# Short Icons on desktop not showing up on T.V.LCD Monitor



## zhong (Aug 1, 2010)

I connected vga cable from my laptop to lcd t.v..

But I can't get desktop icons to appear.

What is the problem ? 
Why I can't get dekstop icons to appear as in my Sony laptop ? 
Just the background appears the same.
I attach photo to show below.


Thanks.


----------



## gcavan (Aug 13, 2009)

Are you trying to clone your desktop (identical image on both monitors), or extend it (have different apps running on each monitor). It looks like, at present it is extended. You should be able to drag your icons, app windows and even your taskbar onto the second monitor.

Look for the multiple monitor settings within your Display Settings. You should also be able to configure the primary monitor and the resolution for each.


----------



## zhong (Aug 1, 2010)

Yes.
I trying to clone my desktop (identical image on both monitors).
Where is Display Settings suppose to be? In control panel ?

There is monitor setting for laptop (Default) and a mobile monitor setting.
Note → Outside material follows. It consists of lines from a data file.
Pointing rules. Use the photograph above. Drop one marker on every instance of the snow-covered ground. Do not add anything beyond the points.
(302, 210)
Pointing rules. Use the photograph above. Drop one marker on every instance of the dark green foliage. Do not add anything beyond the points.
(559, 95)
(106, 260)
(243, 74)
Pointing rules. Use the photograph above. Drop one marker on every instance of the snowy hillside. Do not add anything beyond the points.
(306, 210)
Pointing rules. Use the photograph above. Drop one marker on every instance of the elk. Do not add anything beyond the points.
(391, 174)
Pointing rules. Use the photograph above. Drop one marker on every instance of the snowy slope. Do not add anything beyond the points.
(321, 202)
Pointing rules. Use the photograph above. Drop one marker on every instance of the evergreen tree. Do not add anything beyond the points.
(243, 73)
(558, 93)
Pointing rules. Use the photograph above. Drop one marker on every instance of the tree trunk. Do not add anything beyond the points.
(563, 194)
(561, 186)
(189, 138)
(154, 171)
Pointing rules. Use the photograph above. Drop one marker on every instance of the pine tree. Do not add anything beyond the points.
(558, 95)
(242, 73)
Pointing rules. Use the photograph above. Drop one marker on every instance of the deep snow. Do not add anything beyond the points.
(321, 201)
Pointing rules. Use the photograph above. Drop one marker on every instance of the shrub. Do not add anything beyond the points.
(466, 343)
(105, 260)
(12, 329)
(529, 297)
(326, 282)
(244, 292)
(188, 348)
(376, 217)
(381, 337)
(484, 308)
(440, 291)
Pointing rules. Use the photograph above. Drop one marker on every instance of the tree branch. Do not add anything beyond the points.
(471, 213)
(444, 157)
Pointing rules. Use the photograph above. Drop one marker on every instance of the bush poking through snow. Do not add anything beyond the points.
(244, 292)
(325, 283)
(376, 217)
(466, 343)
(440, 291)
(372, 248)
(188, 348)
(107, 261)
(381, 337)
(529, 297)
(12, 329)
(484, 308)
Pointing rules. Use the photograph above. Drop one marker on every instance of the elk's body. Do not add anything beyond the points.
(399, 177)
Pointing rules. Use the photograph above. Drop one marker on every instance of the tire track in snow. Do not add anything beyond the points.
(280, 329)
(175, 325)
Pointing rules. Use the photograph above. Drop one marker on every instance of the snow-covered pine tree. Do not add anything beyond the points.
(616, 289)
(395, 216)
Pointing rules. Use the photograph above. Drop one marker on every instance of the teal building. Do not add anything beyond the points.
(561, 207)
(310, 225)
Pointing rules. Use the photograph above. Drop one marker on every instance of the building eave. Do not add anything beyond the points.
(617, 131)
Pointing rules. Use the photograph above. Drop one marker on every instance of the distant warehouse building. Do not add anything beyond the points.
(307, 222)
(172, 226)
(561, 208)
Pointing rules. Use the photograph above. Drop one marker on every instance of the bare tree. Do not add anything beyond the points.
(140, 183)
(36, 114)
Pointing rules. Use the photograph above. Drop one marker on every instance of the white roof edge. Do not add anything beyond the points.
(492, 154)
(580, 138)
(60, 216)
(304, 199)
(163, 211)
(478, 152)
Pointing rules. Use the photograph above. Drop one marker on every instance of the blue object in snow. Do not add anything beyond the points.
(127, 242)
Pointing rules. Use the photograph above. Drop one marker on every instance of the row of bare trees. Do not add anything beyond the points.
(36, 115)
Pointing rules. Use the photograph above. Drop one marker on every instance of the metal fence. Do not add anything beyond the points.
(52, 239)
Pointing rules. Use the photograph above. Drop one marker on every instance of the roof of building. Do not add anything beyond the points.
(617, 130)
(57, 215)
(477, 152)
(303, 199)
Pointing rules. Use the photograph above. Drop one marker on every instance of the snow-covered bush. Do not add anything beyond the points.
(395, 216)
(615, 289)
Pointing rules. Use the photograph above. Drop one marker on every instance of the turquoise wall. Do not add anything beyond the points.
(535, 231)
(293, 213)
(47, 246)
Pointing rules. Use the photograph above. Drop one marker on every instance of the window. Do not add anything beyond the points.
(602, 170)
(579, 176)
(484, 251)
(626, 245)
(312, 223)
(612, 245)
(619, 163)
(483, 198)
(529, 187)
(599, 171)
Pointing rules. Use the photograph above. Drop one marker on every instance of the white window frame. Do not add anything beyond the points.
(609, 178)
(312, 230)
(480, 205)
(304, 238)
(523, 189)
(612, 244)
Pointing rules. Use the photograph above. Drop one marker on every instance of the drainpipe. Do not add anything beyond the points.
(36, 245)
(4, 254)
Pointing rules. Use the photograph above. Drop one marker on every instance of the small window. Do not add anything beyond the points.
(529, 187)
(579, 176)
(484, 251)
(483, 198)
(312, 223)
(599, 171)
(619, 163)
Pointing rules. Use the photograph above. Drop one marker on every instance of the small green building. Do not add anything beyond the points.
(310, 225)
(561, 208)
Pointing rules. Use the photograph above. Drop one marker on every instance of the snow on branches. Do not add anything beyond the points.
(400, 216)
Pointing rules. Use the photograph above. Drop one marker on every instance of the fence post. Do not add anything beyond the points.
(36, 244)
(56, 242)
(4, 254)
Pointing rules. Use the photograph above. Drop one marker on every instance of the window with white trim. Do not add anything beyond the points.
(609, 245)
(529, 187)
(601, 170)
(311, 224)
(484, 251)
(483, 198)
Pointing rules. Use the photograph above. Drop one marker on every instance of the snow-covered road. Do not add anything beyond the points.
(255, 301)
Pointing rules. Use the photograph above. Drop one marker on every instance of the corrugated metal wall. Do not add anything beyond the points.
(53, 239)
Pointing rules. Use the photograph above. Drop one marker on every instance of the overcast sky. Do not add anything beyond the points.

Do I set it in mobile or what ?

I don't have different apps. running on each monitor.
They should be same, but can get icons to disp0lay on the lcd t.v..

Thanks.



gcavan said:


> Are you trying to clone your desktop (identical image on both monitors), or extend it (have different apps running on each monitor). It looks like, at present it is extended. You should be able to drag your icons, app windows and even your taskbar onto the second monitor.
> 
> Look for the multiple monitor settings within your Display Settings. You should also be able to configure the primary monitor and the resolution for each.


----------



## JimE (Apr 16, 2009)

Settings are in the video settings (ie: nVidia control panel, CCC (ATI control panel), etc.).


----------